Mushroom, Sage and Mozzarella Pasta Bake


  • 500g portobello mushrooms, chopped
  • 500g penne or spiral pasta, cooked
  • 100g butter
  • 1 teaspoon garlic, crushed
  • 1 teaspoon olive oil, for cooking
  • 90g all-purpose flour
  • 500ml milk
  • 4-6 fresh sage leaves
  • 1 teaspoonwhole-grain mustard
  • 100g mozzarella, grated
  • ½ cup parmesan, grated
  • Salt and pepper, to taste


Preheat oven to 200 ̊C.

In a large pot, heat the oil and add the mushrooms. Cook for 5-8 minutes, or until soft.  Set the mushrooms with its juices, aside.

Add the butter to the same pot and allow to melt. Follow with the sage and allow to sauté for 1-2 minutes.
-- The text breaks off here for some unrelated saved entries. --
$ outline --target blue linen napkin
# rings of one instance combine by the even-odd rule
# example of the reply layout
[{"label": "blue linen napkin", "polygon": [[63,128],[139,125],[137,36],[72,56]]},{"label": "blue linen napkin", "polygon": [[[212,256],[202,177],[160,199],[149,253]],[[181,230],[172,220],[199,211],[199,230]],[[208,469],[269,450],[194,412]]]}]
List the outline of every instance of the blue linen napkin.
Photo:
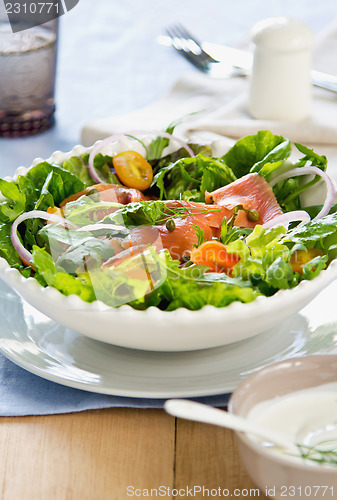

Mix in the flour until smooth.

Slowly add in the milk and juice from the mushrooms and combine well, allow to simmer for 5-10 minutes for the sauce to thicken.

Add in the whole-grain mustard and parmesan, season to taste. Combine the mushrooms with the cooked pasta and stir well.

Pour the mushrooms and pasta into a Le Creuset Ovenware Roasting Tin and top with the mozzarella. Bake in the oven for approximately 20 minutes until the top is golden brown. Remove and allow to sit for 5 minutes before serving. Enjoy as is or with a side salad!